A principal quebra de movimento assistiu-se no Porto de Sines: o decréscimo foi de 19,1% face ao período homólogo, com menos 1,7 milhões de toneladas movimentadas. A AMT desvaloriza o resultado negativo, lembrando que o período janeiro-fevereiro de 2018 está a ser comparado com o seu homólogo de 2017, no qual Sines registou um notável pico de atividade: um crescimento global de 30,4% e de 51,5% na carga contentorizada (induzida pelo aumento de 65,1% no tráfego de transhipment de contentores, medido em TEU). Desta forma, explica, “o comportamento deste porto reflete provavelmente um regresso à trajetória normal, a que subjaz um crescimento global de carga de 8,2% e 20,2% na carga contentorizada, quando comparado aos valores homólogos de 2016”.

A desaceleração do movimento portuário é confirmada pelas estatísticas apresentadas pela AMT, mas também pelos dados relativos às escalas de navios até março deste ano, confirma a AGEPOR – Associação dos Agentes de Navegação de Portugal, que mostram uma “quebra evidente” no número de escalas de navios de contentores no porto de Sines. “Parece claro que o transhipment em Sines diminuiu. Assistiu-se a uma redução de 11,8% no número de escalas de navios no primeiro trimestre de 2018, com 463 escalas, por comparação com o período homólogo, onde se registaram 525 escalas”, explica António Belmar da Costa, com base nos dados estatísticos da AGEPOR.

O impacto de qualquer alteração em Sines é muito grande no panorama nacional, uma vez que este grande porto representa mais de metade de toda a carga movimentada no país, com uma quota de 50,1%, apesar de ter perdido 6,9 pontos percentuais nos primeiros dois meses do ano, de acordo com os dados da AMT. “Apesar da perda de quota, o porto de Sines continua a ser muito representativo para o país e qualquer oscilação tem um impacto grande no total da atividade portuária”, explica o Diretor-executivo da AGEPOR.

Exportações crescem… menos

Belmar da Costa deixa claro que a diminuição do movimento portuário não está relacionada com o panorama português, e pode não significar uma redução das exportações ou das importações nacionais, mas sim uma “redução da carga que passa por Portugal, mas que não é oriunda do País ou vem para cá”. O relatório da AMT confirma: “o tráfego de transhipment foi responsável pela variação global negativa assinalada”, com uma diminuição de 22,9% face ao período homólogo.
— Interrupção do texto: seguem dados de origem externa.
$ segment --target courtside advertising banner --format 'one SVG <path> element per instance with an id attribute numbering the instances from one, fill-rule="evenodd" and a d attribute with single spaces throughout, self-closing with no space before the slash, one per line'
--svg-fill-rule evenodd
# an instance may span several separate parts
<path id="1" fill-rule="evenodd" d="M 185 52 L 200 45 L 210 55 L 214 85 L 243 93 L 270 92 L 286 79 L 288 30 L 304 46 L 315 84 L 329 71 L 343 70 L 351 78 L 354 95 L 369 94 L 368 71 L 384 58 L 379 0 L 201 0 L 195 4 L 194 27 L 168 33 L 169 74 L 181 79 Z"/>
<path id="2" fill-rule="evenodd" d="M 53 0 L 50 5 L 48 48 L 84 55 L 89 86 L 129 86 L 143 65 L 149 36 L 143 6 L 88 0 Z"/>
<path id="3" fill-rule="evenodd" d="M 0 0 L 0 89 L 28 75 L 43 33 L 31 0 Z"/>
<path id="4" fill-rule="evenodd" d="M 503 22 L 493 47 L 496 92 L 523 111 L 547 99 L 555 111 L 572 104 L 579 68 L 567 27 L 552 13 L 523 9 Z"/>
O peso deste tipo de tráfego é enorme, sobretudo em Sines, onde representou 78,1% do volume de TEU movimentados nos primeiros dois meses, totalizando 44,3% do volume movimentado em todos os portos nacionais.

É cedo para dizer se a desaceleração observada nos primeiros meses deste ano é pontual ou se entramos num novo ciclo que quebra o crescimento contínuo que se tem vindo a verificar desde 2012 e que atingiu o auge em 2017. “Pode ter sido um período em que houve uma pequena desaceleração, logo seguido por uma retoma. É algo que muitas vezes acontece a nível global, nomeadamente aconteceu no ano passado”.
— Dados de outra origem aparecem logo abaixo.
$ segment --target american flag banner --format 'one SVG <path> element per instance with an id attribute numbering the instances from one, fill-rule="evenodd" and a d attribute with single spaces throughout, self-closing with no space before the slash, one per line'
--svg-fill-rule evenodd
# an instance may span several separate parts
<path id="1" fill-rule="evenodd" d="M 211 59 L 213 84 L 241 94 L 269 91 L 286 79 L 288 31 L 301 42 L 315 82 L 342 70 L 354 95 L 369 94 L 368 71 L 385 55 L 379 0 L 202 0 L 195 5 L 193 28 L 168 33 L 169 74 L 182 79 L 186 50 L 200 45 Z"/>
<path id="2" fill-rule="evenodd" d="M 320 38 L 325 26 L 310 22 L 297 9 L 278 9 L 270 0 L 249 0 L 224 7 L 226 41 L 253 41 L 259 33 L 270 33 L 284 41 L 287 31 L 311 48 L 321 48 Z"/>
Não se verificando o cenário de quebra pontual, Belmar da Costa avança com algumas possíveis explicações, embora deixe claro que “ainda é precoce tirar conclusões definitivas”. Uma possível causa diz respeito aos sinais de desaceleração nalguns motores da economia mundial, como a Alemanha, a par do efeito psicológico das anunciadas barreiras comerciais por parte dos EUA e que tendem a ser retaliadas por outros países. “O panorama não é o mais otimista, embora ainda seja cedo para afirmar que a anunciada quebra no tráfego marítimo-portuário possa ser já uma consequência das barreiras comerciais que estão a ser impostas pelos EUA, e que podem ter levado a alguma indefinição”.
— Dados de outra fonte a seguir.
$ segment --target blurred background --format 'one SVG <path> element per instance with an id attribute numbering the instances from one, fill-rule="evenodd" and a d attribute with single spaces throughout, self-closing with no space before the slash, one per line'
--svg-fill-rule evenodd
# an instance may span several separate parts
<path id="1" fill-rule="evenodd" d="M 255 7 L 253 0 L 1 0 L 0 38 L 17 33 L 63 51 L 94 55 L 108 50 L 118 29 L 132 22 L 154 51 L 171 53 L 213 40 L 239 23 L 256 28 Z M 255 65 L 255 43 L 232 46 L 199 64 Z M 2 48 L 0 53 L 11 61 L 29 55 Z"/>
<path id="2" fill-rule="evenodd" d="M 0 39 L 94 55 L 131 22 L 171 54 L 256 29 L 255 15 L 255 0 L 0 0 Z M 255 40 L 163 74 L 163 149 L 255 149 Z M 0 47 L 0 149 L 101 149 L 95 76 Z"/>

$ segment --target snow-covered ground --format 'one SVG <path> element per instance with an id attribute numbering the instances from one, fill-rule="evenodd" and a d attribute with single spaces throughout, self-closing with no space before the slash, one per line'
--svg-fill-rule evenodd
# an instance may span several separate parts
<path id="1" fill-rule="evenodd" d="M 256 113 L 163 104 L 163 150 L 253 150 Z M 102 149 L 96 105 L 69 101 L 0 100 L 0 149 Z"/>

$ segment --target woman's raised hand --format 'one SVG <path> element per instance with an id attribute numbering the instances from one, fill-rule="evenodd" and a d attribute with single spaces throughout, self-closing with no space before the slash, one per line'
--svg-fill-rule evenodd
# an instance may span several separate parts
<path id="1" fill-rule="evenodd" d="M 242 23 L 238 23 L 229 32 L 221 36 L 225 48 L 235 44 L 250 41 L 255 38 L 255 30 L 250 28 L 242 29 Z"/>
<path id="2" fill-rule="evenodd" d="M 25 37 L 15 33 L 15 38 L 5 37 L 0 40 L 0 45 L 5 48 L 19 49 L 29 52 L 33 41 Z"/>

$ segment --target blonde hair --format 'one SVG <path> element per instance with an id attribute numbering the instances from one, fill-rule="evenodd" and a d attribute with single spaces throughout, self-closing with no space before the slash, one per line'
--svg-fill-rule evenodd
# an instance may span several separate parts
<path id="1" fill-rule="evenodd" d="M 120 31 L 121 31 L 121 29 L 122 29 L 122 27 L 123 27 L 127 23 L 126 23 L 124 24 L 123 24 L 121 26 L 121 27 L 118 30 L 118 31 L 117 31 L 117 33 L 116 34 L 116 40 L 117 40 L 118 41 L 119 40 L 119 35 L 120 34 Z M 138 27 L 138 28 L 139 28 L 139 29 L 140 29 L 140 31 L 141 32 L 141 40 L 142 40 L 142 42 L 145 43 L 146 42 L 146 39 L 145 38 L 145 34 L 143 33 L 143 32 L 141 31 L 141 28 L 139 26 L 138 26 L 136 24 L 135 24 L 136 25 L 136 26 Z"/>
A verdade é que também as exportações portuguesas estão a crescer a um ritmo inferior ao de anos passados. Dizem dados do INE – Instituto Nacional de Estatística que o crescimento das exportações foi de 6,2% em fevereiro, o que representa uma diminuição de 4% face ao mesmo mês do ano anterior. A quebra ficou a dever-se sobretudo à diminuição de quase 26% nas vendas para Angola, a par da forte quebra nas exportações para países de fora da União Europeia, apesar do aumento de vendas para o Brasil e os EUA. Já o comércio com os países da União Europeia cresceu 10,3% em fevereiro, face ao mês homólogo. Os maiores crescimentos verificaram-se nas vendas para França e Alemanha, de 13,3% e 16,4%, respetivamente.

No mesmo mês, as importações cresceram 8,5%, menos que no mês homólogo, mas ainda assim um crescimento superior aos das exportações. A redução de crescimento deve-se sobretudo à diminuição da importação de gasóleo à Rússia.

Exportadores competitivos

O menor crescimento das exportações não se explica por uma redução do esforço exportador das empresas portuguesas, mas antes porque os outros países estão a comprar menos, defende o Diretor-executivo da AGEPOR. “A economia alemã está a desacelerar, as nossas exportações para Angola não saem favorecidas com a situação diplomática entre os dois países e os EUA vivem um período de incerteza, com as dificuldades que começam a ser criadas ao nível das importações”. Na sua opinião, ainda é cedo para perceber quais serão os setores mais afetados, em termos das exportações portuguesas.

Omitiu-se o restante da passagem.